Eric suspiró. El cuerpo de su padre, así como otros muchos, fueron llevados en uno de aquellos barcos para enterrarlos en Tao. Solo así sus familias podrían llorarlos como es debido.

Lo asolaba ver que aquel era el fin. Que ahora solo estaba él, sin alguien a quien pudiera pedir consejo para dirigir Tao. El niño que se escondía en su interior lloraba de furia y dolor. La imagen que tenía de su padre había ido desgastándose y cambiando con el tiempo, y aunque bajo su perspectiva habían dejado de ser cercanos hacía demasiado, aquello era doloroso.

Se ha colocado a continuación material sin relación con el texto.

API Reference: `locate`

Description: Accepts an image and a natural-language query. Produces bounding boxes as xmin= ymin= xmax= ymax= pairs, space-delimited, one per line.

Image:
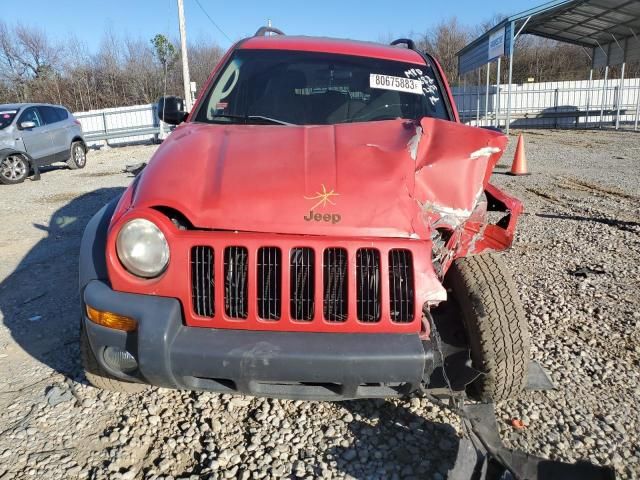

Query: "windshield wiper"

xmin=213 ymin=113 xmax=293 ymax=125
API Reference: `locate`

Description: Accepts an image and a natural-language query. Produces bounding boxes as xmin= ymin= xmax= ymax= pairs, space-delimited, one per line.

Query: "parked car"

xmin=79 ymin=29 xmax=529 ymax=400
xmin=0 ymin=103 xmax=87 ymax=184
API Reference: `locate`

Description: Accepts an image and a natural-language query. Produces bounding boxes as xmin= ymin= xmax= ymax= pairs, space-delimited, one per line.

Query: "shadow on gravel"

xmin=0 ymin=188 xmax=124 ymax=380
xmin=327 ymin=400 xmax=460 ymax=479
xmin=535 ymin=213 xmax=640 ymax=233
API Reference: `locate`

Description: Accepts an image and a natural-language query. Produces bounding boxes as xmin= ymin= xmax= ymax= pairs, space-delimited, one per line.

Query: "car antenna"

xmin=253 ymin=25 xmax=284 ymax=37
xmin=389 ymin=38 xmax=416 ymax=50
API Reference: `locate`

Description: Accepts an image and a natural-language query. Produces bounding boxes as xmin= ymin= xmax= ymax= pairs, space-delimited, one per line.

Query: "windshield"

xmin=0 ymin=108 xmax=18 ymax=130
xmin=196 ymin=50 xmax=448 ymax=125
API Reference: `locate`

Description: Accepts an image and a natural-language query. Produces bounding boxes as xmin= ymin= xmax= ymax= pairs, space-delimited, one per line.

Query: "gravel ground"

xmin=0 ymin=131 xmax=640 ymax=480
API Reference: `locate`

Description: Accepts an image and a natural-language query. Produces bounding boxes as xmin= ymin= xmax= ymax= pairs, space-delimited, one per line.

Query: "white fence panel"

xmin=453 ymin=78 xmax=640 ymax=128
xmin=73 ymin=104 xmax=167 ymax=145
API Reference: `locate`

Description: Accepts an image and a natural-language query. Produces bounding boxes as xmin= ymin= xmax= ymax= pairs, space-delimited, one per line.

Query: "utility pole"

xmin=178 ymin=0 xmax=192 ymax=112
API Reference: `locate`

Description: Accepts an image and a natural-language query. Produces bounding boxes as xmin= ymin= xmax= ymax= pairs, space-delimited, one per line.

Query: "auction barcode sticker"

xmin=369 ymin=73 xmax=423 ymax=95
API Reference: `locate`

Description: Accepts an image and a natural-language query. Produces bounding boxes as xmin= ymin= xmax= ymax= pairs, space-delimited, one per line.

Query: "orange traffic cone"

xmin=509 ymin=134 xmax=529 ymax=175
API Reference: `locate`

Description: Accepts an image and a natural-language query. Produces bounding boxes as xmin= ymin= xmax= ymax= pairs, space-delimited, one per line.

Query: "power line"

xmin=196 ymin=0 xmax=238 ymax=43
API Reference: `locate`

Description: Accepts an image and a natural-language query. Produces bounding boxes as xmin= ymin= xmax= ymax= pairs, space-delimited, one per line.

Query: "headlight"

xmin=116 ymin=218 xmax=169 ymax=278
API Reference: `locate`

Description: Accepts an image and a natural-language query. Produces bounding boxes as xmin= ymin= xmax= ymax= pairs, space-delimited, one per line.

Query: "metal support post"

xmin=584 ymin=68 xmax=593 ymax=128
xmin=598 ymin=65 xmax=609 ymax=128
xmin=506 ymin=21 xmax=516 ymax=135
xmin=494 ymin=57 xmax=501 ymax=128
xmin=633 ymin=83 xmax=640 ymax=131
xmin=178 ymin=0 xmax=193 ymax=112
xmin=616 ymin=62 xmax=627 ymax=130
xmin=484 ymin=62 xmax=490 ymax=126
xmin=474 ymin=68 xmax=482 ymax=127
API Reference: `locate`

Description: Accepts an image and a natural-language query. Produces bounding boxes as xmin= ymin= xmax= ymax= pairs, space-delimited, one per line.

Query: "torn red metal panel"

Douglas no siempre había sido así... Había sido incluso un buen padre cuando él era niño. Pero los años acabaron por engullirlo y la venganza había crecido hasta formar un demonio dentro de él. En el fondo, él siempre quiso lo mejor para el reino. Quiso llevar a Tao a la perfección, quiso sacar adelante a los suyos. Consiguió alejarlos de la crisis causada por el aislamiento de Tao. Quiso que el reino humano siguiera creciendo. Pero no supo llevarlo a cabo de la mejor manera. Por muy buenas intenciones que tuviese, se equivocó una y mil veces. Desgraciadamente, el odio y el poder acabaron por llevarse su buen juicio.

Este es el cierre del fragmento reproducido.